Position – The Adam’s fig tree thrives in full sun, where the fruits can ripen in its warmth. But, they are hardy, so they do well in a spot where they can get moderate afternoon sun too. Thanks to the big leaves, this tree is ideal for providing plenty of shade.

 

Size – The Adam’s fig tree reaches a height of between 2 and 5 metres and a spread (or canopy width) of between 7 and 12 metres at maturity (which is at 10 years of age).

 

Soil Type – This fig tree loves a well-draining soil that is kept moist.
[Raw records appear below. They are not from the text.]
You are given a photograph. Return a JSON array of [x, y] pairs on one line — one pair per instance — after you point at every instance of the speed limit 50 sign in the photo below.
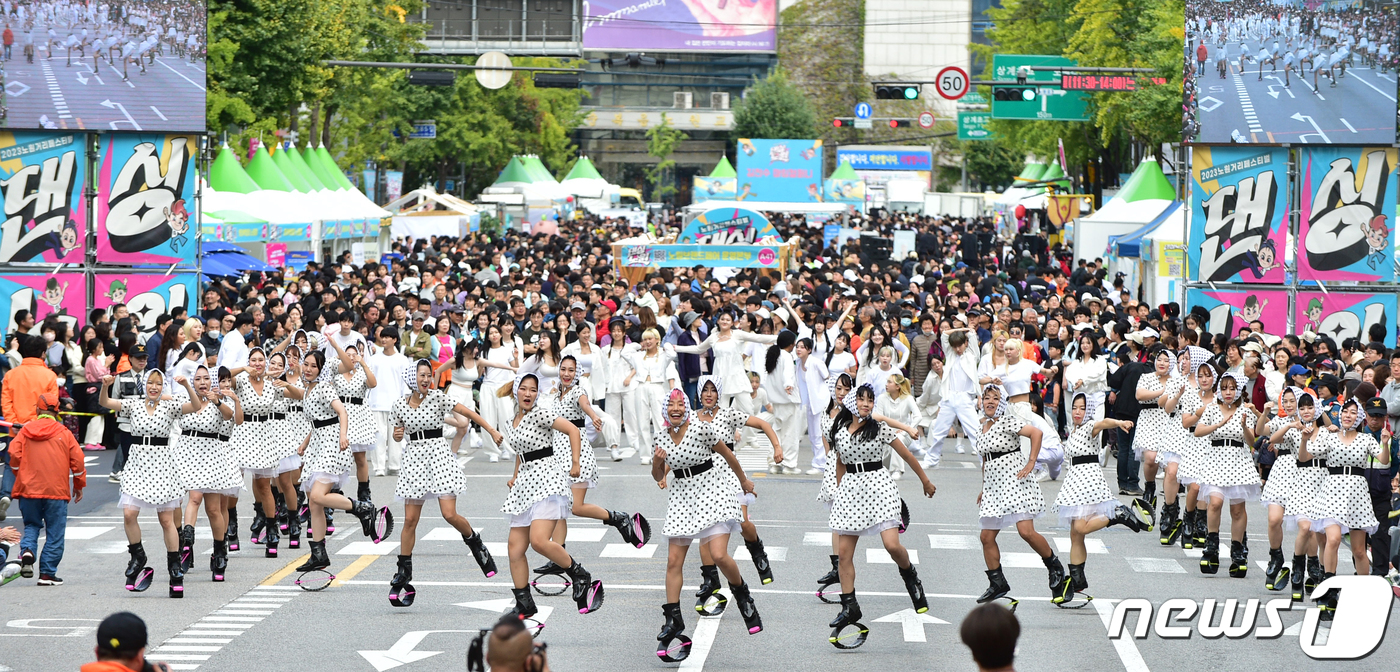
[[952, 83]]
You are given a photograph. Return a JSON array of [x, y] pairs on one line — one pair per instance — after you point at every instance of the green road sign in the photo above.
[[1046, 102], [973, 126]]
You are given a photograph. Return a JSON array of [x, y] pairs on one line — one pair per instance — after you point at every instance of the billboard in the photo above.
[[1347, 210], [681, 25], [1309, 81], [42, 178], [146, 200], [1239, 214], [1234, 310], [1346, 315], [62, 296], [787, 171], [111, 66]]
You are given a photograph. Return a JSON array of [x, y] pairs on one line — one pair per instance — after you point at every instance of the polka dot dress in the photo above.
[[538, 479], [1004, 497], [206, 465], [363, 430], [864, 503], [1084, 493], [1229, 469], [429, 466], [150, 479], [1344, 499], [704, 500]]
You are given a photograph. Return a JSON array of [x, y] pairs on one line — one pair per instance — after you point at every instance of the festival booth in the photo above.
[[717, 238]]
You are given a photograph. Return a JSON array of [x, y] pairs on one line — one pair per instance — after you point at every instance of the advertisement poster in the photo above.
[[786, 171], [1234, 310], [146, 297], [1344, 315], [681, 25], [42, 179], [1239, 214], [42, 294], [146, 200], [1347, 219]]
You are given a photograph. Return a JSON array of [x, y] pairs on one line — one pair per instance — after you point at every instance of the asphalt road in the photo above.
[[1278, 108], [258, 619]]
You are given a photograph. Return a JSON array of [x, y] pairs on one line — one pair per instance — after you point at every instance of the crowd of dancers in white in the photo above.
[[297, 423]]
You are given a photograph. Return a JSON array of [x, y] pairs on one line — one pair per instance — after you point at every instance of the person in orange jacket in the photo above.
[[42, 457]]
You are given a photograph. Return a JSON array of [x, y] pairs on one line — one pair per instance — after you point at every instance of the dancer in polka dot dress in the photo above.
[[1343, 503], [328, 462], [1229, 472], [1008, 494], [1085, 501], [150, 479], [865, 500], [702, 506], [430, 469], [541, 494]]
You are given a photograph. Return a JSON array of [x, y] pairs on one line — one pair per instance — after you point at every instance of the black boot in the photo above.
[[1298, 574], [1171, 524], [480, 553], [830, 577], [998, 587], [524, 604], [172, 563], [760, 560], [1211, 556], [219, 560], [318, 560], [1276, 576], [588, 594], [746, 609], [914, 587]]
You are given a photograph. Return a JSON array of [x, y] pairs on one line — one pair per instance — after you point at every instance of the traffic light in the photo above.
[[896, 91], [1014, 93]]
The ideal pH for the soil is between 6.0 and 6.5.

 

Mulch – Use organic mulch like straw or woodchips and cover the area around the tree well to ensure that the soil feeding your Adam’s fig remains moist. Just remember to keep the mulch a few centimetres away from the tree trunk itself so that it doesn’t become waterlogged.

 

Watering – This hardy tree can endure a short drought period. But, if it gets too dry, give your tree extra water to give them a boost. For the rest of the year, they require only a moderate amount of watering.

 

Fertilising – Usually, fig trees do not need to be fertilised. However, if you see that its leaves are not developing well, then a little well-balanced fertiliser can be applied. For one tree, only about 220 grams of fertiliser is required once a year. Be careful not to put too much nitrogen into the soil.

 

Pruning – What makes this tree even easier to grow is that it requires little to no pruning. Dead or diseased branches can be removed. Prune it late in winter, before any new growth begins.

 

Harvesting – Figs stop ripening when they are plucked, so be sure to let them ripen on the tree. As soon as they start to soften, they are ripe for the picking, which is some time in summer. You can store them in the fridge before eating them fresh, adding them to salads, or using them for delicious jams and preserves.